CVE-2024-37370: MIT Kerberos 5 Information Disclosure Flaw

CVE-2024-37370 is an information disclosure vulnerability in MIT Kerberos 5 where attackers can modify GSS krb5 wrap tokens, causing truncated data. This article covers technical details, affected versions, and mitigations.

Published: January 28, 2026

CVE-2024-37370 Overview

CVE-2024-37370 is a vulnerability in MIT Kerberos 5 (krb5) before version 1.21.3 that allows an attacker to modify the plaintext Extra Count field of a confidential GSS krb5 wrap token. When exploited, this causes the unwrapped token to appear truncated to the application, potentially leading to information disclosure or authentication bypass scenarios.

Critical Impact

Attackers can manipulate GSS-API wrap tokens to cause token truncation, potentially exposing sensitive authentication data or disrupting Kerberos-based authentication flows in enterprise environments.

Affected Products

  • MIT Kerberos 5 (krb5) versions prior to 1.21.3
  • Systems and applications utilizing GSS-API with MIT Kerberos for authentication
  • Enterprise authentication infrastructure relying on krb5 wrap tokens

Discovery Timeline

  • 2024-06-28 - CVE-2024-37370 published to NVD
  • 2025-03-13 - Last updated in NVD database

Technical Details for CVE-2024-37370

Vulnerability Analysis

This vulnerability exists in the GSS-API implementation within MIT Kerberos 5, specifically in how confidential wrap tokens are processed. The issue stems from insufficient verification of integrity (CWE-345) when handling the Extra Count field in GSS krb5 wrap tokens.
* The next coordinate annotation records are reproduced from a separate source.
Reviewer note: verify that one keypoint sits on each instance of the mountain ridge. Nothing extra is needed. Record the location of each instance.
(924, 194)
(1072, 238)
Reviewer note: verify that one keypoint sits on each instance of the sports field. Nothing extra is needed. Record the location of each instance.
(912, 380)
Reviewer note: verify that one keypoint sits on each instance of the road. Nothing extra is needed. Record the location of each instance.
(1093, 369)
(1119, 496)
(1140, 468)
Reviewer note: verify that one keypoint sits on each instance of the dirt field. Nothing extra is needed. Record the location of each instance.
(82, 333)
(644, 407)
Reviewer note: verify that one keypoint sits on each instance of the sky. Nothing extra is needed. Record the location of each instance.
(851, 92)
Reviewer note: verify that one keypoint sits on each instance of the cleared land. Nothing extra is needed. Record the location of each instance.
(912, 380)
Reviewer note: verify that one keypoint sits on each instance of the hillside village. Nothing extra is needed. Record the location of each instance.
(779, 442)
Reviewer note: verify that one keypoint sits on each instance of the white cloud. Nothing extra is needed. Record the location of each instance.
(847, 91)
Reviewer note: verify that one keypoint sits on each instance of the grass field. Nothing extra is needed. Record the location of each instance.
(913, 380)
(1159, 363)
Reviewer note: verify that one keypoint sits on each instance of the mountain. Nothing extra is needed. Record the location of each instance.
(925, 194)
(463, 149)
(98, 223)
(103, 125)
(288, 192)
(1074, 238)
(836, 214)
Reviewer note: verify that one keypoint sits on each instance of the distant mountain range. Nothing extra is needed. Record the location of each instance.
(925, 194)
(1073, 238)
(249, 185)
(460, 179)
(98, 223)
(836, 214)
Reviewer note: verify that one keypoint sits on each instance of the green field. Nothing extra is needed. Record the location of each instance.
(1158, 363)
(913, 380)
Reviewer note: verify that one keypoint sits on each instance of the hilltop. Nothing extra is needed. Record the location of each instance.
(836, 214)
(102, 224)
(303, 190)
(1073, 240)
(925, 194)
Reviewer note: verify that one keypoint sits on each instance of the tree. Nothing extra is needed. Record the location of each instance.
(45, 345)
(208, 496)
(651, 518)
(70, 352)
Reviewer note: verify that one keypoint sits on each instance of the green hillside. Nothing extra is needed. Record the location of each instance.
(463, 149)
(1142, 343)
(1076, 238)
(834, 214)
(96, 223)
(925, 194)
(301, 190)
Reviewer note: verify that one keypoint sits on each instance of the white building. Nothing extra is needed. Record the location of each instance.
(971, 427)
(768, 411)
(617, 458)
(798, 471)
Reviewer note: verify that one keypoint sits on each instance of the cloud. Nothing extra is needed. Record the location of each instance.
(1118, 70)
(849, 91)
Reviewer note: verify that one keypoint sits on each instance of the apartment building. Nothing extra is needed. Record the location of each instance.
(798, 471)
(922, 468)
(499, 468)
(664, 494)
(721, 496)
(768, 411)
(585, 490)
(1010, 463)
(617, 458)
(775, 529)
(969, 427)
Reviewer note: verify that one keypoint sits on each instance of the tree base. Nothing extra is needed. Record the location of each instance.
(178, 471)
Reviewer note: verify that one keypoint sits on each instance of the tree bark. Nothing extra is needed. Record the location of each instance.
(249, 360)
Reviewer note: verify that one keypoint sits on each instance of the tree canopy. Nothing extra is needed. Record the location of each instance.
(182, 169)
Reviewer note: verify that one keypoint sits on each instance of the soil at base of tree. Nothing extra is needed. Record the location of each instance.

When a GSS wrap token is created with confidentiality protection, it includes an Extra Count field that is transmitted in plaintext alongside the encrypted payload. The vulnerability allows an attacker with network access to modify this plaintext field without detection. When the receiving application unwraps the token, it uses the manipulated Extra Count value, causing the resulting plaintext message to appear shorter than intended.

This truncation can have significant security implications depending on how the application processes the unwrapped data. Applications may interpret truncated messages incorrectly, potentially leading to information disclosure if partial data is processed or authentication state confusion.

Root Cause

The root cause is insufficient integrity verification of plaintext metadata fields within GSS krb5 wrap tokens. The Extra Count field, which indicates additional padding or data length information, is not adequately protected against modification by the cryptographic integrity mechanisms applied to the token. This allows an attacker to tamper with the field while the token traverses the network, without invalidating the token's authentication or encryption protections.

Attack Vector

The attack can be performed remotely by an attacker positioned on the network path between Kerberos clients and services. The attacker intercepts GSS krb5 wrap tokens in transit and modifies the plaintext Extra Count field. Since this field is not cryptographically bound to the protected portion of the token, the modification goes undetected. When the receiving party unwraps the token, the manipulated count value causes improper processing of the message boundaries.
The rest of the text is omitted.